Cependant, lorsque je lis cet amendement, je me demande s’il est bien nécessaire d’insérer toutes ces dispositions dans un texte législatif.
M. Antoine Herth. C’est tout à fait classique !
M. Daniel Paul. M. le ministre évoquait tout à l’heure la création d’un comité d’usagers par voie réglementaire.
Nous avons déjà l’expérience des interprofessions dans un certain nombre d’autres domaines, je pense en particulier à l’agriculture. Mais est-il nécessaire de prévoir, dans un texte d’ordre législatif, que « lorsque l’extension est décidée, les mesures ainsi prévues sont obligatoires pour tous les membres des professions constituant l’organisation interprofessionnelle » ? Est-il nécessaire de préciser que « les statuts de l’organisation interprofessionnelle prévoient la désignation d’une instance de conciliation pour les litiges » ? Vous n’êtes pas allés, chers collègues, jusqu’à prévoir une commission des conflits, mais on n’en est pas loin.
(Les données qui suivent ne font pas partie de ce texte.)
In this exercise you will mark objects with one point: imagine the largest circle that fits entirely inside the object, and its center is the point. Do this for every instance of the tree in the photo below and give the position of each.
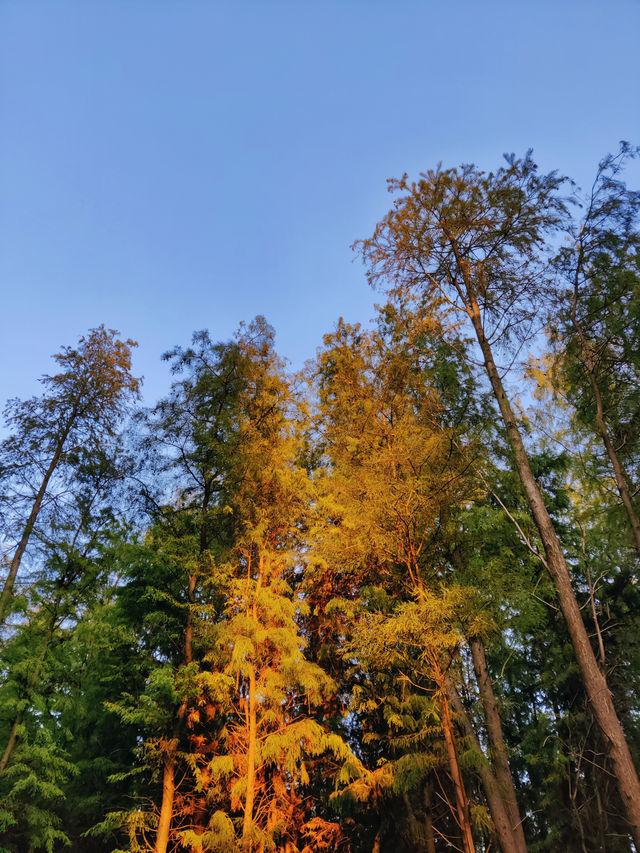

S’agissant de la constitution d’une interprofession – dont je répète qu’elle ne recouvre pas la même chose que les comités d’usagers –, ne serait-il pas plutôt souhaitable, monsieur le ministre, de s’abstenir de fixer dans la loi des dispositions aussi précises, et même aussi coercitives ? Il me semble préférable de laisser les différents partenaires travailler ensemble, après quoi l’interprofession pourrait être créée.
Comme je l’ai dit tout à l’heure, en matière d’hygiène et de sécurité, il ne saurait être question que l’interprofession se substitue à l’État et réglemente sur la voie d’eau. Cette prérogative relève du seul État, qui reste propriétaire et pouvoir régalien dans ce domaine.
M. le président. La parole est à M. Arnaud Richard.
M. Arnaud Richard. Dans la discussion générale, j’ai indiqué que j’étais très favorable à l’interprofession. Indéniablement, elle pourrait exister sans la loi, cher collègue Daniel Paul. Cela étant, une interprofession a vocation à associer étroitement tous les acteurs de la profession aux décisions de l’État, à organiser l’économie du secteur, à promouvoir collectivement ce secteur, à créer enfin des systèmes et des champs d’information – nous le verrons avec le prochain amendement,
Certes, ce n’est pas la panacée, monsieur Paul, j’en conviens, et le secteur pourrait d’ailleurs jouer ce rôle sans la loi. J’entends également vos arguments selon lesquels la loi pourrait être paradoxalement un carcan, mais cette interprofession n’existe pas jusqu’à présent. En l’inscrivant dans la loi, au moins aurons-nous la certitude que le sujet avance d’une manière profitable aux acteurs.
Je vous indique par ailleurs, monsieur le président, je retire l’amendement n° 16.
M. le président. J’en prends bonne note.